Book art, a form which has gained prominence in the last 20 years, is rather loosely defined. It includes oddly shaped or sculpted volumes in which the book is the mysterious keeper of secrets. It connotes books written and illustrated by an artist, and artist/writer collaborations. Narrative, sequence, the passage of time are often dominant themes, employing the real time passage experienced by a reader seated in an armchair, handling a special book, turning its pages (a pleasure only to be imagined in the museum setting). Small intimate, eschewing bombast, it is a private doorway into an artist's mind. The form vibrates with a personal stamp that eludes much public work and thereby lends itself to the introspection common to much women's art.
For the next few months an international show of book art, "Book as Art VIII," is at The National Museum of Women in the Arts.
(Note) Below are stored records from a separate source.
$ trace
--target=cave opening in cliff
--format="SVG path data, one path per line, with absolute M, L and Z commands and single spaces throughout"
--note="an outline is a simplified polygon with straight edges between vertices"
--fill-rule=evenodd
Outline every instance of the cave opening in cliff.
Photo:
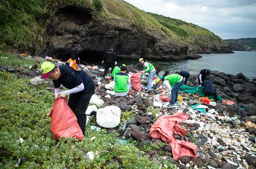
M 104 51 L 94 50 L 83 50 L 79 52 L 80 62 L 101 62 L 104 53 Z

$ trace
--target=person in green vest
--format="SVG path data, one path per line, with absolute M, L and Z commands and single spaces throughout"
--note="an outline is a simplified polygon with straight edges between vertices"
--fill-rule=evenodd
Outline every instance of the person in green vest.
M 180 87 L 184 84 L 185 78 L 177 74 L 171 74 L 164 77 L 163 79 L 158 77 L 155 80 L 156 83 L 159 85 L 163 84 L 170 90 L 172 100 L 166 107 L 174 107 L 175 103 L 178 101 L 178 93 Z
M 126 67 L 126 66 L 124 64 L 122 64 L 122 66 L 125 66 Z M 115 67 L 114 68 L 114 69 L 112 71 L 112 73 L 111 73 L 111 78 L 112 78 L 112 79 L 114 79 L 114 77 L 115 77 L 115 75 L 116 74 L 116 73 L 120 73 L 121 72 L 121 66 L 115 66 Z
M 126 67 L 122 66 L 121 72 L 116 73 L 114 77 L 115 88 L 114 92 L 116 96 L 126 96 L 131 88 L 131 80 L 126 73 Z
M 147 92 L 152 92 L 152 79 L 153 79 L 154 76 L 156 74 L 156 69 L 155 69 L 155 67 L 148 62 L 145 62 L 143 58 L 140 58 L 140 59 L 139 59 L 139 62 L 140 64 L 143 65 L 144 71 L 142 71 L 142 72 L 147 72 L 150 74 L 150 76 L 147 78 Z

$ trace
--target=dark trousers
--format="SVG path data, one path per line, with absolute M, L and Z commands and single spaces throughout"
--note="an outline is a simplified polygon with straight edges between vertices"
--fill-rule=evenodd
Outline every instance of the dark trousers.
M 189 78 L 190 76 L 190 74 L 189 73 L 188 73 L 188 74 L 187 74 L 186 76 L 184 77 L 185 77 L 185 82 L 184 83 L 184 84 L 187 85 L 187 80 L 188 80 L 188 78 Z
M 202 82 L 204 82 L 204 81 L 205 81 L 205 76 L 202 76 L 201 78 L 202 79 Z M 199 78 L 199 75 L 198 75 L 198 86 L 200 84 L 201 84 L 200 79 Z
M 203 92 L 203 93 L 204 93 L 204 94 L 205 96 L 214 96 L 214 99 L 215 99 L 215 101 L 218 101 L 217 94 L 216 93 L 216 92 Z
M 94 86 L 87 91 L 72 94 L 69 96 L 68 105 L 77 118 L 82 134 L 84 135 L 86 124 L 86 111 L 89 104 L 92 95 L 94 93 Z
M 104 77 L 106 75 L 106 73 L 108 73 L 108 71 L 109 71 L 110 68 L 111 68 L 112 73 L 114 67 L 114 63 L 106 63 L 106 65 L 105 65 L 105 70 L 104 70 L 104 73 L 103 74 L 103 76 Z

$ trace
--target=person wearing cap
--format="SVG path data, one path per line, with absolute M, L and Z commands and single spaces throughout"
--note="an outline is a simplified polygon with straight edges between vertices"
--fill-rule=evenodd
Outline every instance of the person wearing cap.
M 205 81 L 206 76 L 209 76 L 210 74 L 210 70 L 203 69 L 200 71 L 200 73 L 198 75 L 198 86 L 200 86 L 203 81 Z
M 76 71 L 67 65 L 57 67 L 51 62 L 45 62 L 41 66 L 41 78 L 52 80 L 55 98 L 70 96 L 68 105 L 76 115 L 84 134 L 86 111 L 95 90 L 93 79 L 83 70 Z M 61 91 L 60 84 L 69 90 Z
M 218 101 L 217 94 L 214 91 L 214 82 L 210 80 L 209 76 L 205 77 L 205 81 L 203 81 L 201 85 L 204 87 L 203 93 L 205 96 L 214 96 L 215 101 Z
M 122 66 L 120 70 L 121 72 L 116 73 L 114 77 L 116 82 L 114 91 L 116 96 L 126 96 L 131 88 L 131 80 L 126 74 L 126 67 Z
M 109 50 L 105 53 L 101 63 L 102 64 L 105 63 L 105 70 L 104 70 L 103 77 L 106 75 L 110 68 L 111 68 L 111 73 L 112 73 L 115 65 L 117 64 L 116 55 L 115 52 L 114 52 L 114 47 L 110 47 Z
M 143 66 L 144 71 L 142 71 L 142 72 L 147 72 L 150 74 L 150 76 L 147 78 L 147 90 L 148 92 L 152 92 L 152 79 L 154 76 L 156 74 L 156 69 L 151 63 L 148 62 L 145 62 L 143 58 L 140 58 L 139 62 L 140 64 Z
M 122 64 L 122 66 L 124 66 L 126 67 L 126 66 L 124 64 Z M 121 72 L 121 66 L 115 66 L 114 68 L 114 69 L 112 71 L 112 73 L 111 73 L 111 78 L 112 79 L 114 79 L 114 77 L 115 77 L 115 75 L 117 73 Z
M 70 49 L 70 53 L 71 54 L 71 59 L 72 60 L 76 60 L 77 64 L 80 64 L 80 59 L 78 54 L 78 45 L 74 44 L 73 47 Z
M 188 78 L 189 78 L 190 74 L 189 73 L 185 70 L 182 70 L 180 72 L 175 72 L 176 74 L 179 74 L 180 75 L 182 76 L 182 77 L 185 78 L 185 82 L 184 83 L 184 84 L 187 85 L 187 80 L 188 80 Z
M 163 79 L 158 78 L 155 80 L 156 84 L 161 85 L 163 84 L 171 91 L 172 100 L 170 103 L 166 107 L 173 107 L 175 104 L 178 101 L 178 94 L 180 87 L 184 84 L 185 78 L 179 74 L 171 74 L 164 77 Z
M 166 71 L 165 71 L 165 72 L 164 72 L 164 74 L 163 74 L 163 77 L 165 77 L 166 76 L 167 76 L 167 75 L 169 75 L 169 73 L 170 73 L 170 72 L 169 72 L 168 70 L 166 70 Z

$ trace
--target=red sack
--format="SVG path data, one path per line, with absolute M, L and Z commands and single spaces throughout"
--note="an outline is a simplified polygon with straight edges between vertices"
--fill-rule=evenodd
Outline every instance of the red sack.
M 141 75 L 142 72 L 139 72 L 136 73 L 133 73 L 131 76 L 131 84 L 133 90 L 137 91 L 141 91 Z
M 67 98 L 55 99 L 54 104 L 48 117 L 52 117 L 51 131 L 53 138 L 60 137 L 76 137 L 79 139 L 83 138 L 82 130 L 77 123 L 76 116 L 68 105 Z
M 159 96 L 159 99 L 160 99 L 162 101 L 166 102 L 166 101 L 169 101 L 170 100 L 172 100 L 172 98 L 169 97 L 168 97 L 167 96 L 163 96 L 161 95 Z

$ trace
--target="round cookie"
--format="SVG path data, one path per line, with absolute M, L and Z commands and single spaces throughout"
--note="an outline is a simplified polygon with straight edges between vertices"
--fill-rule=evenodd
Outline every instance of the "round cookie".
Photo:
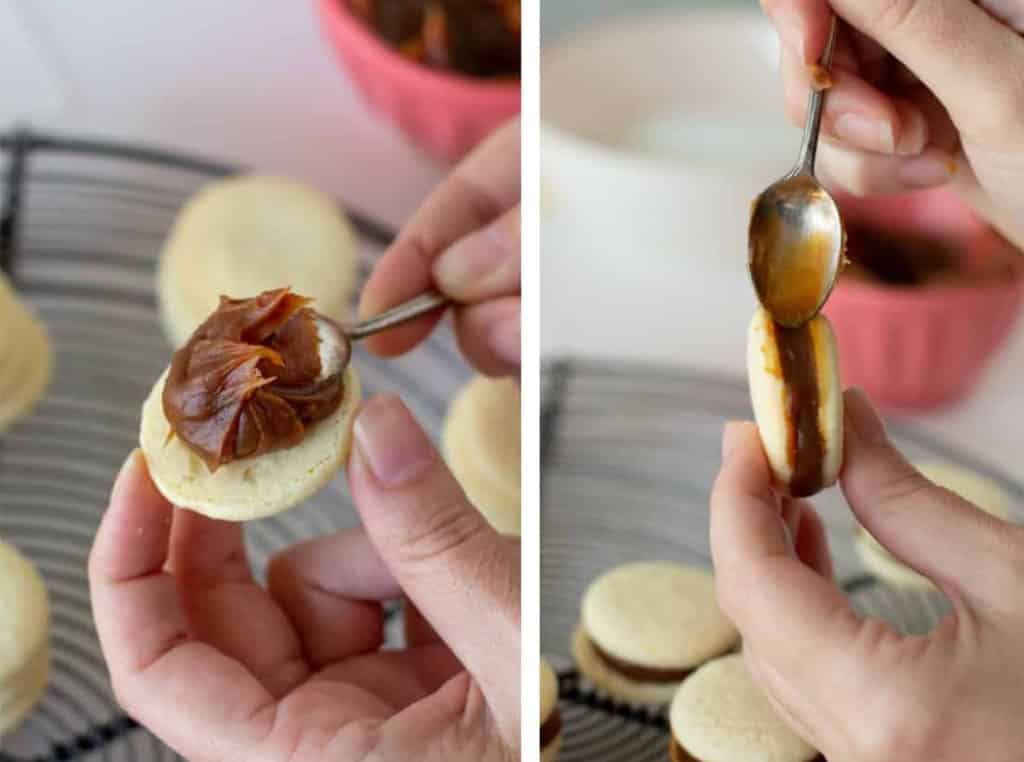
M 690 672 L 738 639 L 718 607 L 709 573 L 646 561 L 616 566 L 591 583 L 572 655 L 580 672 L 608 695 L 668 704 Z
M 348 458 L 358 408 L 359 379 L 349 366 L 338 409 L 311 425 L 301 443 L 233 461 L 210 473 L 206 464 L 172 436 L 164 414 L 165 372 L 142 406 L 139 441 L 154 483 L 175 505 L 227 521 L 248 521 L 293 508 L 334 478 Z
M 0 736 L 39 703 L 49 678 L 50 607 L 36 567 L 0 542 Z
M 809 388 L 792 383 L 790 374 L 798 369 L 806 369 L 801 380 Z M 778 490 L 810 497 L 835 484 L 843 466 L 843 387 L 828 319 L 819 314 L 800 329 L 783 329 L 759 307 L 748 333 L 746 373 L 754 417 Z M 816 415 L 805 409 L 814 401 L 808 393 L 816 397 Z M 805 435 L 808 431 L 813 435 Z
M 967 468 L 943 461 L 928 461 L 916 468 L 930 481 L 956 493 L 986 513 L 1010 520 L 1010 496 L 992 479 Z M 864 567 L 893 587 L 906 590 L 935 590 L 935 585 L 896 559 L 863 526 L 857 527 L 854 542 Z
M 46 327 L 0 273 L 0 433 L 32 412 L 52 374 Z
M 558 711 L 558 678 L 541 659 L 541 762 L 555 762 L 562 748 L 562 717 Z
M 669 712 L 673 762 L 810 762 L 818 753 L 782 721 L 739 654 L 710 662 Z
M 470 502 L 505 535 L 519 534 L 520 393 L 513 379 L 477 376 L 449 407 L 441 447 Z
M 221 295 L 282 285 L 344 321 L 357 277 L 358 243 L 330 197 L 281 177 L 240 175 L 210 183 L 178 214 L 157 295 L 165 331 L 180 346 Z

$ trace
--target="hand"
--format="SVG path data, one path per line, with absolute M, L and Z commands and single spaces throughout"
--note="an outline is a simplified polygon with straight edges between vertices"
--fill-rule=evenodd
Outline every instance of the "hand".
M 859 617 L 833 579 L 821 519 L 779 500 L 751 424 L 730 424 L 711 505 L 719 603 L 752 673 L 828 762 L 1020 759 L 1024 530 L 935 486 L 846 396 L 843 491 L 860 522 L 933 580 L 952 612 L 904 637 Z
M 823 179 L 858 195 L 953 182 L 1024 245 L 1024 3 L 762 3 L 782 39 L 786 110 L 800 125 L 807 65 L 824 49 L 829 4 L 853 28 L 841 32 L 825 99 Z
M 427 199 L 384 254 L 359 313 L 377 314 L 426 289 L 451 297 L 459 346 L 489 376 L 519 373 L 519 123 L 482 143 Z M 440 320 L 429 315 L 372 338 L 384 356 L 407 352 Z
M 191 762 L 508 762 L 519 749 L 519 557 L 393 396 L 348 467 L 365 530 L 274 558 L 174 508 L 129 457 L 89 559 L 121 705 Z M 381 601 L 409 645 L 382 651 Z M 410 613 L 412 612 L 412 616 Z

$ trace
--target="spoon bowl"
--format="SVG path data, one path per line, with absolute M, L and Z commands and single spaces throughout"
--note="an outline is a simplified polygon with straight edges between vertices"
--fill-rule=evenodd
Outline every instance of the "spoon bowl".
M 846 236 L 836 201 L 810 175 L 784 177 L 755 201 L 749 235 L 761 304 L 781 326 L 807 323 L 843 265 Z
M 843 266 L 846 234 L 836 201 L 814 177 L 821 111 L 839 20 L 815 70 L 797 165 L 754 202 L 748 265 L 758 300 L 775 323 L 799 328 L 818 313 Z

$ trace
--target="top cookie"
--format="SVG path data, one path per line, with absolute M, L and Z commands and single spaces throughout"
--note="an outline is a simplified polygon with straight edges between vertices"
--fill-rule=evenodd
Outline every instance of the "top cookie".
M 221 295 L 290 286 L 341 321 L 357 276 L 355 235 L 331 198 L 292 180 L 242 175 L 207 185 L 181 210 L 164 245 L 158 295 L 180 346 Z
M 0 683 L 19 672 L 49 639 L 49 602 L 39 572 L 0 541 Z
M 694 667 L 738 637 L 718 607 L 714 578 L 668 561 L 617 566 L 591 583 L 583 626 L 602 650 L 653 669 Z
M 782 721 L 741 655 L 710 662 L 683 683 L 669 720 L 700 762 L 808 762 L 817 752 Z
M 499 531 L 519 534 L 520 396 L 512 379 L 477 376 L 444 420 L 444 457 L 470 502 Z

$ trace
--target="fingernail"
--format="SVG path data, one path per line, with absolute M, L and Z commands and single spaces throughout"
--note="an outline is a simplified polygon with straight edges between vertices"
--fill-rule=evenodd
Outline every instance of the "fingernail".
M 833 125 L 836 136 L 857 147 L 892 154 L 896 151 L 893 126 L 860 114 L 844 114 Z
M 419 476 L 434 458 L 423 429 L 394 394 L 382 394 L 359 411 L 355 447 L 378 481 L 400 486 Z
M 861 389 L 847 391 L 846 414 L 854 433 L 865 443 L 881 444 L 888 438 L 886 424 Z
M 950 166 L 951 165 L 951 166 Z M 908 187 L 925 188 L 944 185 L 952 179 L 956 165 L 949 160 L 931 156 L 918 156 L 900 162 L 896 172 L 900 181 Z
M 522 356 L 522 331 L 517 314 L 495 324 L 490 330 L 490 348 L 506 363 L 519 365 Z
M 729 456 L 736 450 L 742 428 L 743 424 L 738 421 L 729 421 L 725 424 L 725 428 L 722 429 L 722 462 L 729 460 Z
M 450 246 L 434 262 L 434 279 L 442 291 L 456 294 L 485 285 L 512 258 L 513 244 L 499 220 Z

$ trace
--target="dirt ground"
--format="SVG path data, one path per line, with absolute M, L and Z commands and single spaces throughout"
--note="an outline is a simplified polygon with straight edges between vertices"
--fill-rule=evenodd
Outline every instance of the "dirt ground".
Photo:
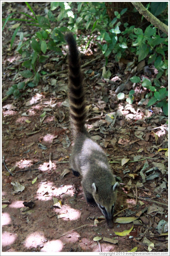
M 7 50 L 12 33 L 6 33 L 2 38 L 2 98 L 13 83 L 14 74 L 8 68 L 17 67 L 20 58 L 14 50 Z M 89 59 L 84 58 L 83 63 Z M 64 70 L 67 68 L 64 61 Z M 98 72 L 104 63 L 104 60 L 94 61 L 84 70 Z M 123 75 L 124 69 L 117 75 Z M 168 157 L 165 150 L 158 152 L 168 147 L 168 132 L 166 126 L 151 130 L 165 124 L 167 119 L 160 118 L 163 115 L 158 108 L 149 112 L 143 111 L 144 106 L 139 107 L 136 103 L 139 93 L 134 104 L 126 108 L 125 100 L 113 100 L 116 98 L 111 83 L 90 77 L 85 79 L 88 126 L 120 179 L 114 220 L 138 218 L 128 223 L 115 222 L 113 230 L 101 217 L 100 209 L 86 202 L 81 177 L 73 175 L 69 164 L 73 142 L 66 93 L 51 85 L 54 79 L 57 85 L 66 87 L 65 73 L 41 79 L 35 89 L 28 90 L 24 101 L 9 98 L 2 103 L 2 205 L 6 206 L 2 209 L 2 252 L 128 252 L 134 248 L 137 252 L 168 251 Z M 23 78 L 19 78 L 18 82 Z M 116 119 L 112 126 L 105 118 L 111 112 Z M 124 159 L 129 160 L 126 163 Z M 147 178 L 150 174 L 153 176 Z M 15 190 L 16 182 L 24 186 L 22 192 Z M 58 200 L 57 206 L 54 198 Z M 23 202 L 30 201 L 33 207 L 24 207 Z M 114 232 L 132 227 L 126 236 Z M 96 236 L 101 239 L 94 241 Z

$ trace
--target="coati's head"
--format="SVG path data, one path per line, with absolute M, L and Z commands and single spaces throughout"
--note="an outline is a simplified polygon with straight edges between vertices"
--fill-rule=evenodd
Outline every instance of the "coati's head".
M 104 188 L 92 184 L 93 197 L 99 208 L 103 213 L 110 228 L 113 226 L 113 213 L 116 200 L 118 182 L 107 186 Z

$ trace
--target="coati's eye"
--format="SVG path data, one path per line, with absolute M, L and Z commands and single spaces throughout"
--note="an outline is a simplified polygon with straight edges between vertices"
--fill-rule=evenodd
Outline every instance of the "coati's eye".
M 102 210 L 104 210 L 105 209 L 105 207 L 104 206 L 103 206 L 102 205 L 100 205 L 100 207 L 102 209 Z

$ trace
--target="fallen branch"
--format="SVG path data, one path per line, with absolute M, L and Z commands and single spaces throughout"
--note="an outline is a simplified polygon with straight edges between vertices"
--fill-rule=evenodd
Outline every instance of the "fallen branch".
M 10 174 L 11 174 L 12 176 L 13 176 L 14 174 L 13 173 L 11 173 L 10 171 L 9 170 L 8 168 L 7 167 L 7 166 L 5 164 L 5 156 L 4 155 L 3 155 L 3 164 L 5 165 L 5 168 L 6 168 L 6 169 L 7 169 L 7 170 L 8 172 L 9 172 L 9 173 Z

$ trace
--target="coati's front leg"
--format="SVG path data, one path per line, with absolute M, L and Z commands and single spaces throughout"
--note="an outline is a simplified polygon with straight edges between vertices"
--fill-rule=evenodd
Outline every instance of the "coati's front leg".
M 97 204 L 93 198 L 92 194 L 86 189 L 85 188 L 85 186 L 83 185 L 83 183 L 82 182 L 81 185 L 87 202 L 90 206 L 92 206 L 93 207 L 97 206 Z

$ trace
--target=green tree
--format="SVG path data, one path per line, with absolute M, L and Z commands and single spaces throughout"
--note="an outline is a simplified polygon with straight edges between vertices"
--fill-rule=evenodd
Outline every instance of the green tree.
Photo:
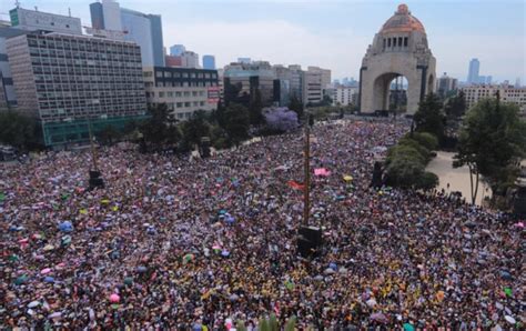
M 417 132 L 429 132 L 434 134 L 438 141 L 444 138 L 444 121 L 445 117 L 442 111 L 443 104 L 441 99 L 429 93 L 419 103 L 418 110 L 414 116 L 415 130 Z
M 469 169 L 472 203 L 478 193 L 481 175 L 493 194 L 504 195 L 518 173 L 525 156 L 526 124 L 518 107 L 484 99 L 471 108 L 458 134 L 458 153 L 454 167 Z
M 253 93 L 251 93 L 251 99 L 249 103 L 249 116 L 250 116 L 250 123 L 254 127 L 260 127 L 265 122 L 265 118 L 262 113 L 263 103 L 261 101 L 261 91 L 260 89 L 254 89 Z
M 0 142 L 20 150 L 38 144 L 37 119 L 9 110 L 0 112 Z
M 289 109 L 297 113 L 297 119 L 301 121 L 303 119 L 303 103 L 297 98 L 296 94 L 292 94 L 291 100 L 289 101 Z
M 229 139 L 236 146 L 249 138 L 250 118 L 245 107 L 231 103 L 224 111 L 224 127 Z

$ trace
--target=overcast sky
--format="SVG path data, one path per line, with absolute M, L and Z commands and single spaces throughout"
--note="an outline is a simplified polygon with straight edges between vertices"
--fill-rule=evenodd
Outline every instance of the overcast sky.
M 20 0 L 23 8 L 80 17 L 91 26 L 83 0 Z M 481 74 L 526 84 L 526 1 L 407 1 L 424 24 L 437 74 L 466 80 L 469 59 Z M 374 34 L 401 1 L 355 0 L 121 0 L 121 7 L 162 14 L 166 47 L 182 43 L 222 67 L 239 57 L 271 63 L 331 69 L 333 78 L 358 77 Z M 14 0 L 0 0 L 0 12 Z M 7 19 L 6 16 L 2 16 Z

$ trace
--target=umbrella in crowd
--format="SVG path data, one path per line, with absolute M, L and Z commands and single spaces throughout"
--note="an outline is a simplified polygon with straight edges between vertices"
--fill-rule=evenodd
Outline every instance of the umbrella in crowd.
M 275 313 L 299 330 L 524 329 L 524 220 L 370 187 L 408 129 L 312 128 L 311 260 L 301 132 L 192 161 L 104 147 L 93 191 L 87 152 L 0 163 L 0 328 L 231 330 Z

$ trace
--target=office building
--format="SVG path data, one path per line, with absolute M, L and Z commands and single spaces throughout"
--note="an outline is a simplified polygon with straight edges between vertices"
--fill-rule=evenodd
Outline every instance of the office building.
M 303 71 L 303 104 L 318 103 L 327 94 L 327 88 L 331 84 L 331 70 L 318 67 L 308 67 Z
M 183 67 L 183 59 L 181 57 L 175 56 L 164 56 L 164 63 L 166 67 Z
M 144 68 L 149 106 L 166 103 L 178 120 L 188 120 L 198 110 L 218 109 L 218 71 L 191 68 Z
M 6 41 L 8 38 L 24 33 L 29 33 L 29 31 L 14 29 L 7 24 L 0 27 L 0 111 L 17 107 L 17 96 L 14 93 Z
M 360 88 L 337 84 L 331 88 L 330 90 L 330 97 L 331 99 L 333 99 L 333 106 L 356 104 Z
M 448 97 L 452 92 L 456 91 L 458 88 L 458 80 L 456 78 L 451 78 L 447 76 L 447 72 L 436 80 L 436 93 L 441 98 Z
M 251 58 L 237 58 L 237 63 L 250 64 L 251 62 Z
M 263 106 L 272 106 L 279 102 L 277 92 L 281 87 L 274 87 L 275 76 L 272 67 L 266 61 L 233 62 L 224 67 L 224 87 L 240 86 L 239 98 L 243 103 L 249 103 L 250 97 L 257 89 L 261 93 Z M 225 96 L 227 98 L 229 96 Z M 231 100 L 225 100 L 231 101 Z
M 203 56 L 203 69 L 215 70 L 214 56 Z
M 80 19 L 48 13 L 37 10 L 29 10 L 17 7 L 9 11 L 11 26 L 21 30 L 43 30 L 69 34 L 82 34 Z
M 469 70 L 467 71 L 467 82 L 472 84 L 478 83 L 478 71 L 481 69 L 481 62 L 478 59 L 472 59 L 469 61 Z
M 290 99 L 295 97 L 302 100 L 302 70 L 300 66 L 284 67 L 275 64 L 272 67 L 275 79 L 280 80 L 280 106 L 285 107 Z
M 181 54 L 181 66 L 183 68 L 200 68 L 199 66 L 199 54 L 192 51 L 184 51 Z
M 320 67 L 307 67 L 307 71 L 321 73 L 323 90 L 325 90 L 331 84 L 331 70 L 322 69 Z
M 502 102 L 515 103 L 522 113 L 526 114 L 526 88 L 515 88 L 507 83 L 500 86 L 479 84 L 465 87 L 462 91 L 466 98 L 467 108 L 473 107 L 481 99 L 495 98 L 498 91 Z
M 121 8 L 113 0 L 91 3 L 90 13 L 94 29 L 122 32 L 124 40 L 139 44 L 143 67 L 164 67 L 161 16 Z
M 87 141 L 146 112 L 141 50 L 133 42 L 31 32 L 6 42 L 18 109 L 38 118 L 45 146 Z
M 184 44 L 174 44 L 170 48 L 170 56 L 181 57 L 183 52 L 186 51 Z

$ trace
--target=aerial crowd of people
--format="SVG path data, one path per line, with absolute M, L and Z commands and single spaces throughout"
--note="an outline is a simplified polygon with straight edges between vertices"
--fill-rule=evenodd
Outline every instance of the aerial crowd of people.
M 302 132 L 203 160 L 100 148 L 91 191 L 89 152 L 0 163 L 0 328 L 255 329 L 271 313 L 299 330 L 524 328 L 524 221 L 370 185 L 407 129 L 312 129 L 313 259 L 296 249 Z

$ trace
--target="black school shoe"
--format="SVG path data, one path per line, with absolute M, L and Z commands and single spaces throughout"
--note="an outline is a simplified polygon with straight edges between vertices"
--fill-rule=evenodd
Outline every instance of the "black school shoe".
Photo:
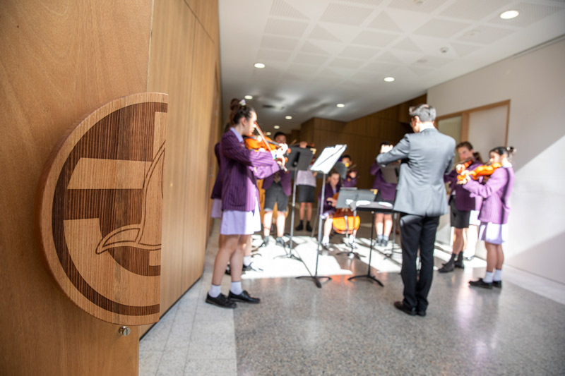
M 258 304 L 261 302 L 261 299 L 258 298 L 253 298 L 249 296 L 249 293 L 245 290 L 244 290 L 239 295 L 236 295 L 230 291 L 227 297 L 229 299 L 232 301 L 238 301 L 243 303 L 251 303 L 251 304 Z
M 469 284 L 475 287 L 482 287 L 483 289 L 492 289 L 492 282 L 485 282 L 482 278 L 479 278 L 476 281 L 469 281 Z
M 230 293 L 231 295 L 231 293 Z M 213 304 L 214 305 L 218 305 L 218 307 L 222 307 L 222 308 L 235 308 L 237 307 L 237 304 L 230 299 L 229 298 L 226 298 L 225 295 L 223 293 L 220 293 L 215 298 L 212 298 L 210 294 L 206 295 L 206 303 L 208 304 Z

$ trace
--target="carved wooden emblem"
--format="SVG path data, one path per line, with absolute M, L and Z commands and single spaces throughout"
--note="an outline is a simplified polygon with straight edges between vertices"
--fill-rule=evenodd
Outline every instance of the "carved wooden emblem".
M 159 320 L 167 95 L 99 108 L 57 143 L 37 189 L 36 226 L 49 270 L 90 315 Z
Ann Zahn, a printmaker whose studio faces the Carousel at Glen Echo Park, has made a Dentzel Carousel calendar, a series of woodblock prints laid out in accordion fashion. Each month features an animal from the wooden menagerie. Seen from the low viewpoint of a child, the brilliantly colored animals tower, alive and galloping. August, the month of Leo, produces a roaring orange lion against a violet ground (a hint of gold at his head bespeaks his kingly crown). His bellows deliver a frisson of scary delight.